- Occupation: radio journalist
- Known for: Dispatches

= Rick MacInnes-Rae =

Canadian radio journalist

Rick MacInnes-Rae is a Canadian radio journalist, known as a longtime reporter and host on CBC Radio. An investigative journalist and foreign correspondent for the network, he was the host of the documentary series Dispatches from 2001 to 2012.

Beginning his career with the Canadian Broadcasting Corporation in 1976, he worked as a local reporter in various Canadian cities before becoming an international war correspondent in the 1980s, including reports from El Salvador, Chechnya, Gaza, Northern Ireland, the Persian Gulf, Mali, Panama, Zambia, Zimbabwe and Bosnia.

In 1993, he won an award from the Canadian Association of Journalists for his five-part series on the rise of the radical right. In 1996, he won the Citation for Excellence Under Fire award from the Bayeux-Calvados Awards for war correspondents for his coverage of Operation Grapes of Wrath in Lebanon.
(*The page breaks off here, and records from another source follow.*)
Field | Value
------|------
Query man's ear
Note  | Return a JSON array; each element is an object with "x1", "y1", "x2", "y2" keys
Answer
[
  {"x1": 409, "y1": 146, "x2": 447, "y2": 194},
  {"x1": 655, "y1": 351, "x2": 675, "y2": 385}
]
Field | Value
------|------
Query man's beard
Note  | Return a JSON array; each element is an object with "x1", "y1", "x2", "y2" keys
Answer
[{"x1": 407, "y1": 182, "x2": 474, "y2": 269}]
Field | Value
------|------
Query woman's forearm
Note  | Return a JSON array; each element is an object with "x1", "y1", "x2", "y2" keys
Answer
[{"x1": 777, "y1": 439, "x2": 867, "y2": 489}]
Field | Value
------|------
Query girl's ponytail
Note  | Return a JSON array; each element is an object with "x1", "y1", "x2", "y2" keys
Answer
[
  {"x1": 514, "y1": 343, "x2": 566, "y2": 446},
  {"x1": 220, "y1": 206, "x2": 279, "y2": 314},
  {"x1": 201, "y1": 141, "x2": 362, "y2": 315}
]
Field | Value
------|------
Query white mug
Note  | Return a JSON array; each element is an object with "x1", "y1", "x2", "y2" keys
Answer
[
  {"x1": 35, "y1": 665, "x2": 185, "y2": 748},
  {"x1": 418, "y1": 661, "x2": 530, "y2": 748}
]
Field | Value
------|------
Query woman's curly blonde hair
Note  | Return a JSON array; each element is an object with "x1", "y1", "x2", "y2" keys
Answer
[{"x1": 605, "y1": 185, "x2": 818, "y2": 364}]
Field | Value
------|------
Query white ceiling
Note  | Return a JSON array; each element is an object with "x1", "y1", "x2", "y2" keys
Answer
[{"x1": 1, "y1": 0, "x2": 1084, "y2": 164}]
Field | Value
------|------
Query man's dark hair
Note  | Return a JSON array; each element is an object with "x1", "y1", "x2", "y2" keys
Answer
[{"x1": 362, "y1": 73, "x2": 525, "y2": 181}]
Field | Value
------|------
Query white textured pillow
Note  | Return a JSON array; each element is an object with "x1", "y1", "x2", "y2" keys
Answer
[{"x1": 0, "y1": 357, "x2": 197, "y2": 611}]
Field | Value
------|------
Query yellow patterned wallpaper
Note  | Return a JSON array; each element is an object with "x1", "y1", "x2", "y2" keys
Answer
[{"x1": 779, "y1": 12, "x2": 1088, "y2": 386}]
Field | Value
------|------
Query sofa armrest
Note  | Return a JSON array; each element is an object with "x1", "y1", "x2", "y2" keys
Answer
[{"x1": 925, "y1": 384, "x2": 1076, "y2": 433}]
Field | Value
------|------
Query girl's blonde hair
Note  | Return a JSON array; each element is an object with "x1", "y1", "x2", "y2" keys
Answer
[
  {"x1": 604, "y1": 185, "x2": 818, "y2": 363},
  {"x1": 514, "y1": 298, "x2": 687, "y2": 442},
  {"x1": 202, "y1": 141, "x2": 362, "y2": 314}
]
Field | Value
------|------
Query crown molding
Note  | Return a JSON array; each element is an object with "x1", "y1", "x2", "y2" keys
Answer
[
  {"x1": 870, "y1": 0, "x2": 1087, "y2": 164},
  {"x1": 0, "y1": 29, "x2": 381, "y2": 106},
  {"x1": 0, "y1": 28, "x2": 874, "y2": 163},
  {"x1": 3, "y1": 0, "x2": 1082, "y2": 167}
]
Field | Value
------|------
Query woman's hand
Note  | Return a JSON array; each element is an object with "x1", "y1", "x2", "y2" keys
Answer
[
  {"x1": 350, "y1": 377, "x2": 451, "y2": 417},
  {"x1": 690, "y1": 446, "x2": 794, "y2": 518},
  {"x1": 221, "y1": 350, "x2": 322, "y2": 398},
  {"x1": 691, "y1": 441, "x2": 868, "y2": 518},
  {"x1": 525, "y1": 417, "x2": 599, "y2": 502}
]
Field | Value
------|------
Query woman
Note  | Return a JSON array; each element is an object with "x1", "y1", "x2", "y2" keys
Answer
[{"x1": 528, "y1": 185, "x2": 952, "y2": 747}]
He has won three Amnesty International Media Awards, in 1997 for his series of news reports "Exodus from Zaire", in 1999 for "Kosovo Reports" and in 2007 for his Dispatches documentary "The Paradox of Democracy".

Dispatches was launched on CBC Radio in 2001. The program was cancelled in 2012, although MacInnes-Rae remained with the network in other roles, including continued international affairs reporting and stints as a guest host on The Current and As It Happens.

MacInnes-Rae announced his retirement from the network in July 2014. His future plans include writing a book about a distant ancestor.